In the most sophisticated of cases the drug was chemically broken down, mixed into liquids, waxes and fabrics so it could not be seen, and then extracted and transformed back into a powder at its destination.
Despite record cocaine seizures of nearly 2,000 tons in 2021, anti-narcotics efforts have only slowed down the growth of cocaine smuggling as it continues to meet the rapacious global demand for the drug.
“There’s no question that there is no limit to the ingenuity of traffickers,” Vella said.
Cartels are also devising new routes to avoid the watchful eye of anti-narcotics agents and are looking to expand into nascent but rapidly growing markets such as Asia and Africa, the report says.
The amount of cocaine flowing through North Sea ports such as Antwerp, Rotterdam and Hamburg now eclipses those in Spain and Portugal, historically the drug’s gateway into western Europe.

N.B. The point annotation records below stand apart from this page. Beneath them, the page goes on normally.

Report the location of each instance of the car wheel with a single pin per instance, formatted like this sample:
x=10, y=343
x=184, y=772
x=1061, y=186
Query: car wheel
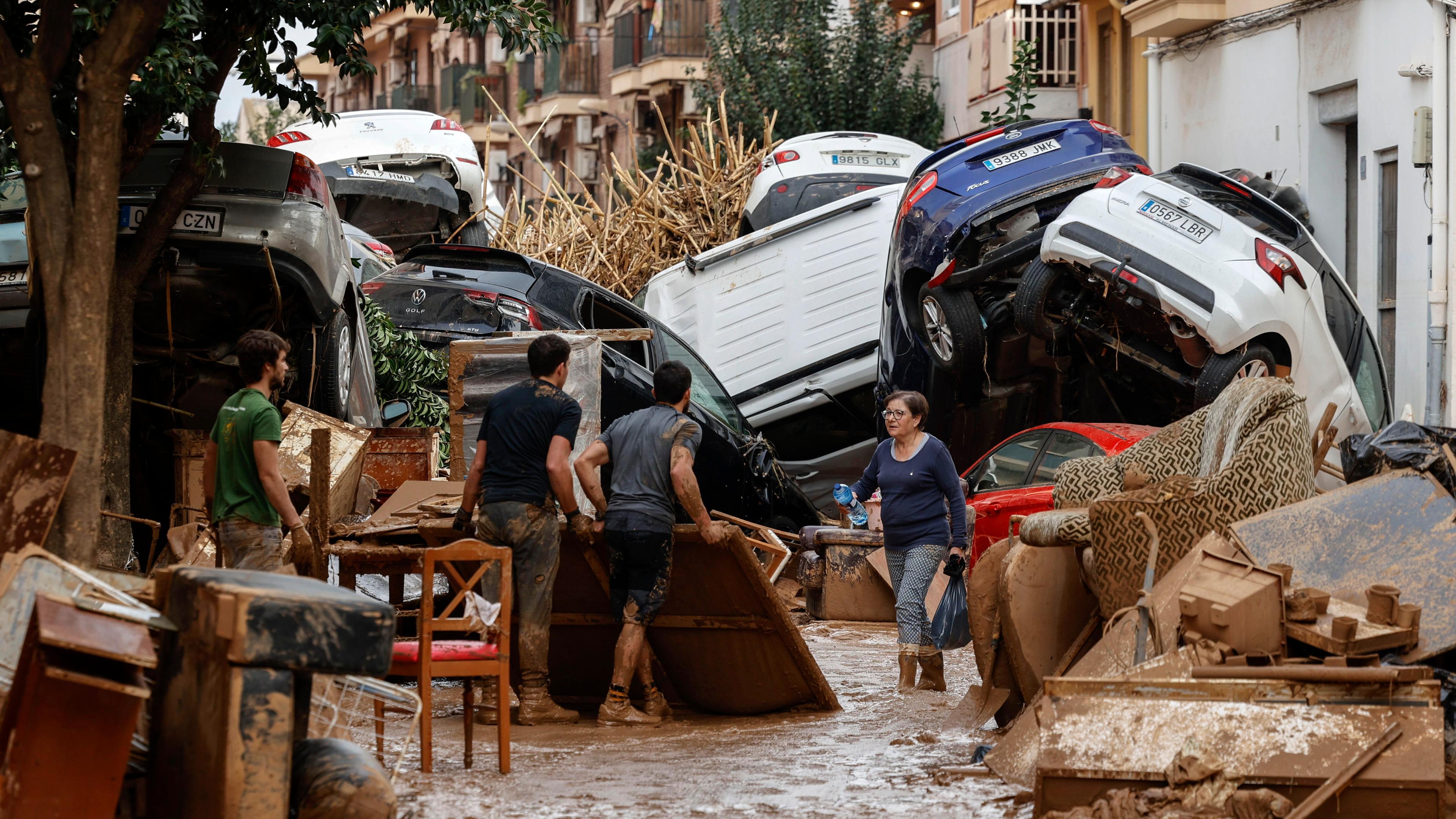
x=337, y=362
x=1030, y=304
x=953, y=328
x=1251, y=361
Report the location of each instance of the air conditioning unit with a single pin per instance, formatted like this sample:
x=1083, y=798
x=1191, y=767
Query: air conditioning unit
x=584, y=164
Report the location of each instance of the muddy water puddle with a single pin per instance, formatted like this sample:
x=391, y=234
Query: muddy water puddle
x=787, y=764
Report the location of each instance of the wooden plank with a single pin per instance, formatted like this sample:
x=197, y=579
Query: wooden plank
x=33, y=479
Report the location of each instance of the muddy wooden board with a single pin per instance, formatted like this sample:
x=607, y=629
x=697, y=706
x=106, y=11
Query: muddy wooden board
x=1394, y=528
x=1100, y=735
x=480, y=369
x=724, y=639
x=33, y=480
x=1371, y=639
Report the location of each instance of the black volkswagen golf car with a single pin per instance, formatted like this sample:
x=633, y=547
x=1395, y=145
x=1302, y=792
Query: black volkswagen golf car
x=450, y=292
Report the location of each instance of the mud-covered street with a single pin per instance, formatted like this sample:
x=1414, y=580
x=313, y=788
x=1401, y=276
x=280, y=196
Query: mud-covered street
x=882, y=754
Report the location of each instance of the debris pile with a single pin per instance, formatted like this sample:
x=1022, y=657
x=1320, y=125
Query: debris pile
x=653, y=218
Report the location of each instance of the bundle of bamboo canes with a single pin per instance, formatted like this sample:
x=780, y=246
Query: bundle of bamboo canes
x=653, y=218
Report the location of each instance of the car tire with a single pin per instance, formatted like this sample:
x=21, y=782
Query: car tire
x=1030, y=304
x=953, y=328
x=1221, y=371
x=337, y=366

Ports in west and central Africa are also increasingly favoured hubs to ferry cocaine to Europe while more cocaine is passing through South Africa on its way to riskier, more remote destinations, such as Australia.
Demand for cocaine is currently concentrated in the Americas and Western and Central Europe. The regions are home to one-fifth of the world’s population and three-quarters of its cocaine consumers.
Countries such as Brazil – South America’s largest cocaine consumer – are seeing a spike in overdoses, however, suggesting they are seeing rapidly growing supply and consumption.
“I think we need to shift away from thinking of cocaine as being a European/North American problem because it’s also very much a South American problem,” Vella says.
The growing global demand for production has been met by a surge in coca cultivation in Bolivia, Peru and, particularly, Colombia.
The amount of land used for Colombian coca cultivation increased by more than 40% in 2021, reaching 204,000 hectares.
Cartels have also become more efficient at extracting cocaine from the little green shrubs.
The demobilisation of Colombia’s largest guerrilla group, the Revolutionary Armed Forces of Colombia (Farc), has been followed by the emergence of new criminal groups who operate in a more competitive and efficient cocaine market, the UNODC says.
Farc once controlled vast swaths of the country in which it monopolised the drug market but most of the group’s guerrillas laid down their weapons in 2016 as part of a landmark peace deal.
Crop substitution efforts have failed and the Farc’s power vacuum was quickly filled by myriad smaller groups – including a growing number working with Mexican cartels.
They operate in a freer market where better prices can be offered than the ones during the Farc monopoly, Vella says.
The Farc demobilisation has also made it safer for other crime factions and rebel groups to focus on their business matters, said Jorge Restrepo, director of the Bogotá-based Resource Center for Conflict Analysis (Cerac).
“The group with the largest capacity to exert violence suddenly disappeared – and that in itself is an incentive for the production of coca and cocaine,” Restrepo says.